One last point about arrays - it is often quite cumbersome to define them by hand. Imagine if you wanted to make an array for hundreds of files? Luckily you can also declare them from for loops too:
ARRAY2=($(for i in *.txt
do
echo $i
done))
This doesn’t look very neat though - you can actually write a for loop like this on a single line - i.e.:
ARRAY2=($(for i in *.txt ;do echo $i; done))
Where ;
indicates a separate line.
The convenience of arrays, like much of this tutorial will become much more apparent as you become more experienced in using Unix for bioinformatics.
So far we have learned a lot about bash as a programming language - but can we use it to write a program? Well actually… yes! This is extremely easy and it is exactly what we set out to do when we write a bash script.

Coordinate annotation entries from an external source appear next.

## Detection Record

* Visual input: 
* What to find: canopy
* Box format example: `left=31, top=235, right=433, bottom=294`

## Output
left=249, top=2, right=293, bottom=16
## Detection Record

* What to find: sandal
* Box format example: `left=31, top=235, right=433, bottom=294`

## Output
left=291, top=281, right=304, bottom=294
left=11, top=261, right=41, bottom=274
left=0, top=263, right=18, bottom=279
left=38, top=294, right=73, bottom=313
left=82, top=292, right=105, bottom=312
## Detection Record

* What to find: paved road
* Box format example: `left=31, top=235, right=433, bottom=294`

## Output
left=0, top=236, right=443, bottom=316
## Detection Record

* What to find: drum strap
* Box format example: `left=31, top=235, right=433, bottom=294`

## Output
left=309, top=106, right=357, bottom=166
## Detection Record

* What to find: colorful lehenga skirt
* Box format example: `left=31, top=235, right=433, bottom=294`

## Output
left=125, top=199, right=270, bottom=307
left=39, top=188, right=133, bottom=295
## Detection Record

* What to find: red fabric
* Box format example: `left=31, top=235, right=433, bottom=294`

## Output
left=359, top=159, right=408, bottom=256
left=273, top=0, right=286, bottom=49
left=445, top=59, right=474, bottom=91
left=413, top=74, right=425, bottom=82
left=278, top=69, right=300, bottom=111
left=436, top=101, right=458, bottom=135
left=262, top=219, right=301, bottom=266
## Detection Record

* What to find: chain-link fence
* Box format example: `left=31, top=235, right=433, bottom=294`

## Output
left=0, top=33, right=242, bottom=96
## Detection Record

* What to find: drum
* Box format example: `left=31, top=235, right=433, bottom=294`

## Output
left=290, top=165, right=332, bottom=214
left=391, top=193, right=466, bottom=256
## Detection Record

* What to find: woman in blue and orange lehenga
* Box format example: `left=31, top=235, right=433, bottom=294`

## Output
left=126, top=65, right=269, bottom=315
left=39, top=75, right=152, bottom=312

Let’s start with a really basic example. Type nano
into
the command line in order to open the nano
text editor.
Note that you can also use one of your GUI editors like
notepad++, Gedit or Atom.
Then we can write a simple bash script, like so:
#!/bin/sh
# a simple bash script
echo "Hello world"
exit
Save it as hello_world.sh. You can take another look at the output
with cat or less if you want to check you saved it properly. Let’s
breakdown some of the script.
- First of all there is this #!/bin/sh
line. You don’t need
to worry too much about that - it’s just good practice to ensure the
script is run in the bash language.
- We also have another line starting with #
- this is just
a comment. Here it explains something about the script. Comments are
really important actually and you should fill your script with them -
they are a good way of letting yourself know what you have done. Again,
they can be invaluable when you come back to your scripts after some
time away…
Now we can actually run the script. We do that like so:
sh hello_world.sh.
You just wrote your first program.
You can also write a script that is interactive. Let’s write another script to take an input from the command line.
Open nano and create a script with the following:
#!/bin/sh
# a simple bash script with input
echo "My name is ${1} and my best friend is ${2}"
exit
Save it as name_script.sh
. In this script, the
${1}
and ${2}
variables are just specifying
that this script will take the first and second
arguments to the script from the command line. Let’s see it in
action.
sh name_script.sh David Chris
Feel free to add whatever combination you want in here. You can actually try running this without the arguments too and see that it still works, just the output doesn’t make much sense.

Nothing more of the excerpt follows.